I am after some advice about loose neck skin that I have developed in the last year or so. I'm 38 years old. (photos)

Doctor Answers 6

A non-invasive skin tightening treatment such as the Titan laser may help.

If you are in the early stages of developing neck laxity, a non-invasive skin tightening treatment such as the Titan laser may help. If the laxity is more pronounced, a surgical procedure such as a mini lift may be indicated. Please visit a board-certified facial plastic surgeon for a consultation to see what the best treatment plan for you is. I hope this helps.

Charlotte Facial Plastic Surgeon
5.0 out of 5 stars 66 reviews

Loose Skin

Hi Bluemuppett

Thanks for your post. You seem to have some asymmetry but this may be because of the way the photo's were taken. Without a full consult it is difficult to assess what would be best for you.

It would be good if you went and saw a qualified and experienced surgeon to go over what options you have.

Good Luck

Non surgical neck rejuvenation options

Thanks for sharing. In general, current neck and lower face rejuvenation treatments include:

  1. Surgical Neck lift* with a Lower Facelift would be the gold standard and gets the best overall results
  2. Surgical Neck lift* which removes skin from behind the ears and back hairline would be the next best procedure
  3. Neck liposuction and/or laser lipolysis if only fat removal is required, typically in a younger patient. (A platysmaplasty can be added for further muscle tightening)
  4. Ultherapy is an FDA approved non invasive tightening using ultrasound technology
  5. Kybella is a new FDA approved injection that melts fat under the chin
  6. Botox to the platysma bands to decrease their activity and show
*It is important the a Neck lift involves some liposuction and importantly a platysmaplasty which is a procedure that tightens the underlying loose neck muscles.
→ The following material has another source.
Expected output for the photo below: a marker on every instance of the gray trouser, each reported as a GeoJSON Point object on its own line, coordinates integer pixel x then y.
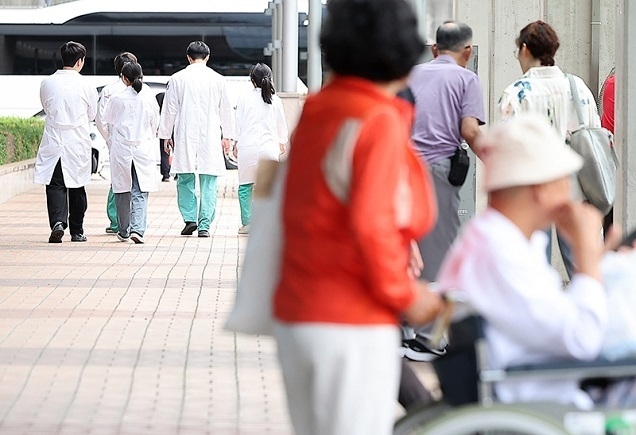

It looks like you are lying down so hard to get accurate assessment. Based on the image and your age, it may be a little early for neck lifting.  Botox may help hide the bands and ultherapy to tighten the skin. But, a platysmaplasty could be an option as well. would talk to several board certified surgeons experienced in face and neck rejuvenation to discuss your options in person

Raymond E. Lee, MD
Orange County Facial Plastic Surgeon
5.0 out of 5 stars 86 reviews

Loose neck skin in a 38 year old

Most plastic surgeons will recommend avoiding neck lift surgery for loose neck skin, until an appropriate age. For younger patients, surgeons may recommend waiting or trying non-surgical alternatives first. Non-surgical treatments such as Ulthera or Thermage might be help tighten the skin a little until you're ready for neck lift surgery. An alternative non-surgical treatment to also consider is Botox to help treat mild platysma bands. There isn't yet a good alternative to surgery for those you have significant skin laxity.

Dr. Chaboki

Houtan Chaboki, MD
Washington DC Facial Plastic Surgeon
4.9 out of 5 stars 85 reviews

Non invasive options first

You have early laxity to the neck generally not seen until one's late 40s or 50s.  Multiple treatments are available I favor ultherapy.  Other options include Vaser, Thermage, Thermilift, Venus, and laser lipolysis.   These can have some reasonable success.  However, if there isn't improvement then a neck lift would be needed.

David Q. Santos, MD
Bellevue Facial Plastic Surgeon
4.3 out of 5 stars 23 reviews

Neck Skin and Platysmal Bands -- VASER Hi Def Liposuction/ThermiRF, Venus Legacy/Thermage/Ultherapy, Botox/Dysport

You can try non invasive options first with thermiRF, VASER lipo, ultherapy and botox.  However, often surgery is needed if you have a lot of laxity.  Pease see an expert.  Best, Dr. Emer.

Jason Emer, MD
Los Angeles Dermatologic Surgeon
4.8 out of 5 stars 190 reviews

These answers are for educational purposes and should not be relied upon as a substitute for medical advice you may receive from your physician. If you have a medical emergency, please call 911. These answers do not constitute or initiate a patient/doctor relationship.